The key to the meaning of Giandomenico’s painting may well lie in the autobiographical “story” that scholars have detected in it: an elaborate flashback opening a sort of temporal vortex in the realistic fabric of the painting. In our interpretation, we’ll go deeper into the story told by the painting, with all its symbolic nuances: it may turn out that past, present, and future are indeed part of a single, manifold space-time continuum, that only a painting can seize and visualize, in all of its simultaneous dimensions.
Indeed, the autobiographical story and the optical theme of the composition coalesce in this interpretation, enabled by our immersive exploration of the painting which reimagines its two-dimensional space in a three-dimensional one, thus also giving depth to the characters that populate it.
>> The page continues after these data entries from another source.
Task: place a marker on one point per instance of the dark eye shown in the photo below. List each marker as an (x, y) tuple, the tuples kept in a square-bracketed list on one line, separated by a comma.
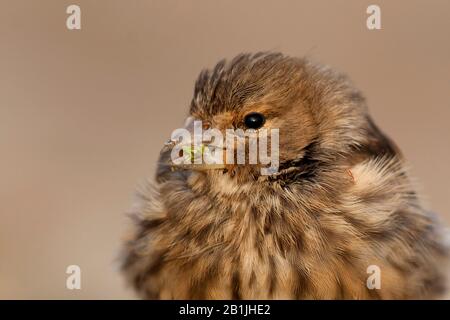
[(254, 120)]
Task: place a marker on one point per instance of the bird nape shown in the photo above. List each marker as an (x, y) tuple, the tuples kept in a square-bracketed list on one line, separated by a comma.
[(336, 216)]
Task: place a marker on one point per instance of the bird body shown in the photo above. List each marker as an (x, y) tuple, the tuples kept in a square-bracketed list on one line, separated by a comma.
[(341, 201)]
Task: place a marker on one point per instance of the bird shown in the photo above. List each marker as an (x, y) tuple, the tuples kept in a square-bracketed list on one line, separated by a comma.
[(341, 202)]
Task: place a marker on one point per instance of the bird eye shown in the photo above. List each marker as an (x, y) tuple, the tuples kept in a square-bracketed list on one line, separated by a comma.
[(254, 120)]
Taking a cue from Mathews, we can perhaps recognize Giandomenico’s remembered self not only in the child peering into the mondo nuovo, but also in the older boy standing next to the large, enigmatic figure in the yellow frock (“Majestic Ass”).
As our simulation shows, this boy in the middle, waiting his turn to look into the mondo nuovo, has taken the place of the masked figure with the feathered hat holding a magnifying lens, a key hanging from his belt, present in the 1765 versions. In its transformation, this boy, an intermediate figure between the child peering into the mondo nuovo and the grown-up Giandomenico holding a monocle, points to an evolution of the optical theme across generations. In their reciprocal positions, the Tiepolo father-son grouping—the son with the monocle, peering from behind his father’s shoulders, both looking in the direction of the children —create a kind of (asymmetrical) generational chain that links the past to the future, as in a loop.